How does one compute induced representations for modular representations?
Frobenius reciprocity for Brauer characters is a little more complicated (a lot more complicated if you don't have complete tables). You need the projective characters to compute the multiplicities. I don't use anything special about the character being induced, though sometimes you can leverage that information (especially if you don't have complete tables).
In GAP, this is easily done:
g:=CharacterTable("ON");
# Let g be the O'Nan simple group
chi:=Sum([1..10],i->Random(Irr(g mod 2)));;
# chi is a random reducible Brauer character
ipr:=Irr(g)*DecompositionMatrix(g mod 2);;
# ipr is the list of projective Brauer characters
vec:=MatScalarProducts(ipr,[InducedClassFunction(chi,g)])[1];
# vec is the multiplicity of each Brauer character in chi
chi = vec * Irr( g mod 2 );
# should be true: we have decomposed it correctly.
To get the decomposition matrix, you must not only have the Brauer table but also the ordinary table.
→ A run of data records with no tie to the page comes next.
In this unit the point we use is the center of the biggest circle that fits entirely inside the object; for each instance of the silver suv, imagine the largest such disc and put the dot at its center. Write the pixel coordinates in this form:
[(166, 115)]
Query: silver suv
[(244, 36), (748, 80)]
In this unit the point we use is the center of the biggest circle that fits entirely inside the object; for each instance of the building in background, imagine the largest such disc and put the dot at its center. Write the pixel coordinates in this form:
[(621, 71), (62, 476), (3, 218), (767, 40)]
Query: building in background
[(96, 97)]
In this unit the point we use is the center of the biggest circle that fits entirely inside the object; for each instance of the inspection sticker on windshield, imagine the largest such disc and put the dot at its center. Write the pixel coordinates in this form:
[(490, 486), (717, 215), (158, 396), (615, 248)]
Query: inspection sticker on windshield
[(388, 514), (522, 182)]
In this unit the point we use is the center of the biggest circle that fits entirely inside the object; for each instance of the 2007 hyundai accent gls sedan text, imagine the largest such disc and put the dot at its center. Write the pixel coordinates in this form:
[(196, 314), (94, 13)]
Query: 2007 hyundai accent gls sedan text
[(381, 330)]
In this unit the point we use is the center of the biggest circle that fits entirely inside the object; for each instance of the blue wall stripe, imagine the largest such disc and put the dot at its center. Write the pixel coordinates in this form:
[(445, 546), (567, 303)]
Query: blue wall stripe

You don't need much from the subgroup H, just a character to induce and the element fusion from H into G.
This is theorem 2.13 on page 25 of Navarro's textbook on Characters and Blocks of Finite Groups.
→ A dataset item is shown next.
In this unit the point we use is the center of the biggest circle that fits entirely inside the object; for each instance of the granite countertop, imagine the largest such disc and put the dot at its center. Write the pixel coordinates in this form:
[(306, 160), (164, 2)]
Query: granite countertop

By projective, I mean in the module theory sense, an indecomposable direct summand of the regular representation, usually these are denoted Φi corresponding to a Brauer character φi. I don't mean representation into projective groups, like PGL.
You don't need Frobenius reciprocity: there's a formula for the character of an induced representation which is valid for both ordinary and Brauer characters (called "the Frobenius formula" on Wikipedia); thus, writing the induced character as a sum of irreducibles is just solving a system of linear equations. It's arguably easier for Brauer characters, since there are fewer equations to solve.